Nope. Cortex-X4 is not a big core design, though you are right that at the time of its launch in 2023 the Arm company was not offering bigger cores yet.

The cores designed now by the Arm company for non-embedded applications are distributed into 4 sizes, of which the smaller 2 sizes correspond to what were the original "big and little sizes", but what was originally the big size has been continued into what are now medium-to-small cores, and the last such core before the rebranding was Cortex-A725.

Cortex-X4 is of the second size, medium-to-large. Cortex-X925 was the last big core design before Arm changed the branding this year, so several recent smartphones use Cortex-X925 as the big core, Cortex-X4 as the medium-sized core and Cortex-A725 as the small cores, omitting the smallest Cortex-A520 cores.

Cortex-X4 and Intel Skymont have exactly the same size, 1.7 square millimeter with 1 MB L2 cache memory (in Dimensity 9400 and Lunar Lake). This is about a third of the area of a big core like an Intel P-core and less than a half of the area of a Zen 5 compact core (but AMD uses an older less dense CMOS process; had AMD also used a "3 nm" process the area ratio would not have been so great, and Zen 5 has a double throughput for array operations).

Moreover, Neoverse V3/Cortex-X4 and Intel Skymont/Darkmont have approximately the same number of execution units of each kind in their backends. Only their frontends are very different, which is caused by the different ISAs that must be decoded, Aarch64 vs. x86-64.

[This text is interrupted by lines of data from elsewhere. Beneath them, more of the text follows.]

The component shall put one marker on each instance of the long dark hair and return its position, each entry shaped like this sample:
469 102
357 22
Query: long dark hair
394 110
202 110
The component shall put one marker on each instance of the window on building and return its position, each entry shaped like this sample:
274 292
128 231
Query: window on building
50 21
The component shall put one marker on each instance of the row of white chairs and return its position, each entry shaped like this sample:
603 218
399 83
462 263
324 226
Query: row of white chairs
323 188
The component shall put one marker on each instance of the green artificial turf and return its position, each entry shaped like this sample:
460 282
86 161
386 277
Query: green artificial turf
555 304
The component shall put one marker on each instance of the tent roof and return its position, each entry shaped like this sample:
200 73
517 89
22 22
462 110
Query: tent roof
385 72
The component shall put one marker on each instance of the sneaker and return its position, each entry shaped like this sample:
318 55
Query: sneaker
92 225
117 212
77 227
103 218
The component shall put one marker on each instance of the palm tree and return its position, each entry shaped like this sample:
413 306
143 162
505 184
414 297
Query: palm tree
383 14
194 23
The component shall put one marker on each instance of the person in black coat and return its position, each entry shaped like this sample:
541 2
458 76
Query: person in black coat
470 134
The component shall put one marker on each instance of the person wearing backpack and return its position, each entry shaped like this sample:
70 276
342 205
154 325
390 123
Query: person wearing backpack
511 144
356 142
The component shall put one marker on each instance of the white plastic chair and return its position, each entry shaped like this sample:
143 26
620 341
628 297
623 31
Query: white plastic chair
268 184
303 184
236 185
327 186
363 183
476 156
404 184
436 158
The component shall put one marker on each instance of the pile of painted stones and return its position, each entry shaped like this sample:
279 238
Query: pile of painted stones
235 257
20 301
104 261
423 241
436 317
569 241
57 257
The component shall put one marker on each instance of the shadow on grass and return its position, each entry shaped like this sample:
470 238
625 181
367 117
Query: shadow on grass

The last Arm big core before rebranding, Cortex-X925, was totally unsuitable as a server core, as it had very poor performance per area, having a double area in comparison with Cortex-X4, but a performance greater by only a few tens percent at most. Therefore the performance per socket of a server CPU would have been much lower than that of a Graviton5, had it been implemented with Cortex-X925, due to the much lower number of cores per socket that could have been achieved.

Cortex-X4 was launched in 2023 and it was the big core of the 2024 flagship smartphones, then it has become the medium core of the 2025 flagship smartphones. Its server variant, Neoverse V3, has been launched in 2024 and it has been deployed in products only this year, first by NVIDIA (in Orin) and now by AWS.

It is not at all an obsolete core. As I have said, Intel will have only next year a server CPU with E-cores as good as Cortex-X4. We do not know yet any real numbers about the newly announced Arm cores that have replaced Cortex-A520, Cortex-A725, Cortex-X4 and Cortex-X925, so we do not know if they are really significantly better. The numbers used by Arm in presentations cannot be verified independently and usually when the performance is measured much later in actual products it does not match the optimistic predictions.

The new generation of cores might be measurably better only for computational applications, because they now include matrix execution units, but their first implementation may be not optimal yet, as it happened in the past with the first implementation of SVE, when the new cores had worse energy efficiency than the previous generation (which was corrected by improved implementations later).